Las acciones posteriores habían ocurrido tan rápido que apenas si las recordaba; el trayecto al hospital, su ingreso, los estudios. En todo momento había permanecido en un estado catatónico hasta que le informaron que no había nada más que pudieran hacer por el bebé, el cual ahora se enteraba era niño, y que era necesario que se lo arrebatasen del vientre.

Pasó un par de días internada y cuando su esposo le preguntó si necesitaba algo, ella solicitó que le llevara el pescado. En aquella ocasión no le bastó con escuchar la canción para sentir consuelo y, por primera y única vez, sus brazos rodearon el adorno y lo presionó con fuerza contra su pecho y ahora vació vientre, sin importarle que eso impidiera que se moviera con libertad para seguir la tonada.

De este acontecimiento se derivo su siguiente desdicha, pues, aunque en un principio las cosas entre ella y su esposo parecieron fortalecerse por el dolor que compartían, la necesidad de buscar un culpable fue más fuerte y los reclamos no tardaron en aparecer. Que si había sido la culpa de ella por no fijarse en donde ponía los pies, que si él hubiera bajado aquella caja del carro cuando ella se lo pidió. La convivencia se deterioró de tal modo que, al igual que había pasado con sus padres, las cosas terminaron por estallar una noche en que la pelea sólo termino cuando él salió fúrico de la casa. Ella permaneció esa noche en la cocina y revivió una y otra vez la escena que había presenciado de sus padres. Con movimientos automáticos se dirigió al pescado y, sólo cuando la canción empezó a sonar, fue que volvió a la realidad y se dio cuenta de que su matrimonio había llegado a su fin.

Su última desgracia ocurrió cuando, en contra de su voluntad, fue trasladada a un asilo luego de sufrir una caída y que los médicos se dieran cuenta de que no había nadie que pudiera cuidarla en su casa. El pescado fue lo primero que se había preocupado por empacar y lo primero que había colocado en aquella descolorida habitación en la que pasaría los últimos días de su vida. Y, una vez que se hubo instalado completamente, volvió a presionarlo. Como muchas otras veces, el suave canto llenó la habitación.
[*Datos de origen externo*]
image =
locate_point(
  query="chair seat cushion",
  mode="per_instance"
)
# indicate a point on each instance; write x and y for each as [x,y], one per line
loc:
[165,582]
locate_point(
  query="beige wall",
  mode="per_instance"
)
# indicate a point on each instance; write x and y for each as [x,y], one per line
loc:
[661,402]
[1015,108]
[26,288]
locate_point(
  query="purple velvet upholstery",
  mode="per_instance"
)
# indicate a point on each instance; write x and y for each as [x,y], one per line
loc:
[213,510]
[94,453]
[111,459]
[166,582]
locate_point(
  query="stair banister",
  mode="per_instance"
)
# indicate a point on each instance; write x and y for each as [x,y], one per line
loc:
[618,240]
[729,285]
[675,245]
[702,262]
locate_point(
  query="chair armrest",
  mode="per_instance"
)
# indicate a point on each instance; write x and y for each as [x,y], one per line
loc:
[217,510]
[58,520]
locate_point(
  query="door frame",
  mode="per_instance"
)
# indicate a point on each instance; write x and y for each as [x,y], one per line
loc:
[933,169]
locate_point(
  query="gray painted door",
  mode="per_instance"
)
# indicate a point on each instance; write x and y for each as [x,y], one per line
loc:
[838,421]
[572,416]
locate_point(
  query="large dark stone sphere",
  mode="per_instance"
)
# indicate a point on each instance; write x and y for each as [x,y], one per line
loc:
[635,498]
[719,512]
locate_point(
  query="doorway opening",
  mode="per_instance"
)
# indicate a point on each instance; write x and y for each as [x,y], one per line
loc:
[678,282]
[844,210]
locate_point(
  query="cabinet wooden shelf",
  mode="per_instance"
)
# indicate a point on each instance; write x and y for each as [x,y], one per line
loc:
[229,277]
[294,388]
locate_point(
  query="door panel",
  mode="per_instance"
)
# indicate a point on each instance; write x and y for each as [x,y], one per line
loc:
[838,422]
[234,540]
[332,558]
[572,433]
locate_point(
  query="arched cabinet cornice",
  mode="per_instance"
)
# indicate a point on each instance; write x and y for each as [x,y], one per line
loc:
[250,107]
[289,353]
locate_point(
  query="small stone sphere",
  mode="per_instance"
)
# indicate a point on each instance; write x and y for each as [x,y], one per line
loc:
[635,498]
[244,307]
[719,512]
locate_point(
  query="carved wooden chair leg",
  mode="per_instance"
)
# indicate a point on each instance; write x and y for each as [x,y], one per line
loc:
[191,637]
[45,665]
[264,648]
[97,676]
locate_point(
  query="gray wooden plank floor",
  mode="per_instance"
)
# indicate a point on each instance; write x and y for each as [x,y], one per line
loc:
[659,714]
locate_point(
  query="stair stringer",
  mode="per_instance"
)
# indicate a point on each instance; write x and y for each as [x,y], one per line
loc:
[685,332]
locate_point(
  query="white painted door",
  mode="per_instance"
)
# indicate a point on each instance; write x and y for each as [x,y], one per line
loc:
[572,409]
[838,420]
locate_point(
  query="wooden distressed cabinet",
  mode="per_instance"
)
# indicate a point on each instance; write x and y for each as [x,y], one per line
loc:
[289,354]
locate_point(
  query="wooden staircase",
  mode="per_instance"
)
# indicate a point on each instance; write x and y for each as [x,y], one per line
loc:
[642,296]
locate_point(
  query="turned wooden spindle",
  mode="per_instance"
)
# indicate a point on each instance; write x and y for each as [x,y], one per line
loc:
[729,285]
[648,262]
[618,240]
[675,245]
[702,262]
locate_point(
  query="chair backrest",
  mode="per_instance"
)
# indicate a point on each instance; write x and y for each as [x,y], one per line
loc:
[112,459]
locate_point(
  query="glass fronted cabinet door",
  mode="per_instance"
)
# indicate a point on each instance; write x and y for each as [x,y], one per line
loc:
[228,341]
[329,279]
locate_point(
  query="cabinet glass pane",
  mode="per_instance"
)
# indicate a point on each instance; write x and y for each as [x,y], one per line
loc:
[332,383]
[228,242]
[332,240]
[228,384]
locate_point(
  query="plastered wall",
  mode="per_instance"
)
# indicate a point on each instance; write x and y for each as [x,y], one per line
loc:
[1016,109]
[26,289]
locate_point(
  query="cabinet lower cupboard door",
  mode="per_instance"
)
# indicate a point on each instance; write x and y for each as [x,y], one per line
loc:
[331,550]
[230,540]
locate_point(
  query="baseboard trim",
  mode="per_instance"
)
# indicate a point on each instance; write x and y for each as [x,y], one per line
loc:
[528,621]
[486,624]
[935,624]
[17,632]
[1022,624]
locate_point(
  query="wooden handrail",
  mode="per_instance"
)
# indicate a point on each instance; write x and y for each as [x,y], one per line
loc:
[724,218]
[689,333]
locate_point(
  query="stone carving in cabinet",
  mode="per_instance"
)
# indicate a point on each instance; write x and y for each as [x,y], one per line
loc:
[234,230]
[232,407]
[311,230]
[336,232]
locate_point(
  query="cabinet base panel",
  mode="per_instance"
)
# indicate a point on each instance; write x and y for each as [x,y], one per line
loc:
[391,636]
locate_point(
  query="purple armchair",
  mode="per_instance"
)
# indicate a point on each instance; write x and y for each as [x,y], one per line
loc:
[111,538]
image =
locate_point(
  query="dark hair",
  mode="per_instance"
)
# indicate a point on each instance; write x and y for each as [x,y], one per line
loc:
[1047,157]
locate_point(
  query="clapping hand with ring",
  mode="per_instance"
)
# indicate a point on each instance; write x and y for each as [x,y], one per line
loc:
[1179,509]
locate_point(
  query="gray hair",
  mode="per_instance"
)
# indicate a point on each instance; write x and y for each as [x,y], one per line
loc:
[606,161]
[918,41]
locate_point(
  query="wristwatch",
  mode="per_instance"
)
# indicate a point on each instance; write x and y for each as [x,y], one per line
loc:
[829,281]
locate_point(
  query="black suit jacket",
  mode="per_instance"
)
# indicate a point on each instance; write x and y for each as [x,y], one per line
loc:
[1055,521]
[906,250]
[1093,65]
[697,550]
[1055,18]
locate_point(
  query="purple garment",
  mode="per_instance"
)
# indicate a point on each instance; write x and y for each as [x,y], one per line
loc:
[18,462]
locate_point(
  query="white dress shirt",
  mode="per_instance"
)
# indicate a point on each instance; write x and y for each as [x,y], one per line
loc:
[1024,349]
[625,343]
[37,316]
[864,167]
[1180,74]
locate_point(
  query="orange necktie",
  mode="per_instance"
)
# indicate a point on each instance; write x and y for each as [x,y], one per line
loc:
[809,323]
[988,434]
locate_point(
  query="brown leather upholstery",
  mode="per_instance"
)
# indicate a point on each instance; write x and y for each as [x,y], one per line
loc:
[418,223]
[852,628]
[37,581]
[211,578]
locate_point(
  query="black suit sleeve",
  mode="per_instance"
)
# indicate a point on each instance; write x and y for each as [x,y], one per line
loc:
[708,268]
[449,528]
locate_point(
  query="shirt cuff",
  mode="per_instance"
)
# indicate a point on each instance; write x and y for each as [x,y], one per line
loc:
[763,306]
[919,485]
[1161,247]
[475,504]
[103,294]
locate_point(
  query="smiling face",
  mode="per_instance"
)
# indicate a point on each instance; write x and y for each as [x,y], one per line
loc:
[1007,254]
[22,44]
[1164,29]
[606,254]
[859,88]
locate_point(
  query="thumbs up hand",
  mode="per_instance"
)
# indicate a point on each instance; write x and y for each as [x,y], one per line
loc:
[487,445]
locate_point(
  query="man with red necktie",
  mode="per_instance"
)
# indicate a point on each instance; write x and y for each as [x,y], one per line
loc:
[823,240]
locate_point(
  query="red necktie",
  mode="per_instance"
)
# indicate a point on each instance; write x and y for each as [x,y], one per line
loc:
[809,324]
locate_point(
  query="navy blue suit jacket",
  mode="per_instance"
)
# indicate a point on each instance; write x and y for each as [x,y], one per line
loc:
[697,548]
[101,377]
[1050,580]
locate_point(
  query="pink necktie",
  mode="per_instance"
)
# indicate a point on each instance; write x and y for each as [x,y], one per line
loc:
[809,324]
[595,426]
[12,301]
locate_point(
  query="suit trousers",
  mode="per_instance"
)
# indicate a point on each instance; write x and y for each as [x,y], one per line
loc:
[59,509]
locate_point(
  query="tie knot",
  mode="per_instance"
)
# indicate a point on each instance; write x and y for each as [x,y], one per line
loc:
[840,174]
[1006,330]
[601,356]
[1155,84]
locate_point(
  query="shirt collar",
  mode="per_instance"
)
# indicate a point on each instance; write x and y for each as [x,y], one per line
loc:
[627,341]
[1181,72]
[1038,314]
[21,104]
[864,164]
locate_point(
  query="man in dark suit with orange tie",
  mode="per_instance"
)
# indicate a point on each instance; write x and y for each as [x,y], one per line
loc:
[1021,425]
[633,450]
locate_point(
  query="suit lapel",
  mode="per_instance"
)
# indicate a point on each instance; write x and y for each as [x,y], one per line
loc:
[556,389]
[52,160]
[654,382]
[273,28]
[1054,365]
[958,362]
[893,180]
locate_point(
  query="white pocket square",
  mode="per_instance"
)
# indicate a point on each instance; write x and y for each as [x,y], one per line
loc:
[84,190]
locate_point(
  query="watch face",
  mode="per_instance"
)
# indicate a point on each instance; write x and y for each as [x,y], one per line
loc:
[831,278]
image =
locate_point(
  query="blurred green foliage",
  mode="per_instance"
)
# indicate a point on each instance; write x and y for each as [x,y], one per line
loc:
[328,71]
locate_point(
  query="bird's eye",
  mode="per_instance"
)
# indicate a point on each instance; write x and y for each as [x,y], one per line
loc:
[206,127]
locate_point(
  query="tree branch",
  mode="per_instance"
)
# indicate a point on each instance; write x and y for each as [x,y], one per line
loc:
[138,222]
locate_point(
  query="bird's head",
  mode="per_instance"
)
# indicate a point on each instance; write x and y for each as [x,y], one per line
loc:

Se acomodó en una vieja mecedora y, moviéndose hacia delante y atrás, golpeó con la mano al ritmo de la música uno de los reposabrazos. Con tristeza notó como su golpeteo ya no iba al compás de la música, sus movimientos ahora eran mucho más lentos, pero en cuanto la canción llegó al coro olvidó su tristeza. Olvidó la tristeza que le daba el tener que vivir en aquel cuarto, el que su matrimonio fracasara, el haber perdido a su bebé, el que su madre muriera, wel que su novio la engañará y el que sus padres se hubieran divorciado, pues sabía que mientras tuviera el pescado y la canción la siguiera a donde fuera, las cosas no podían ir tan mal.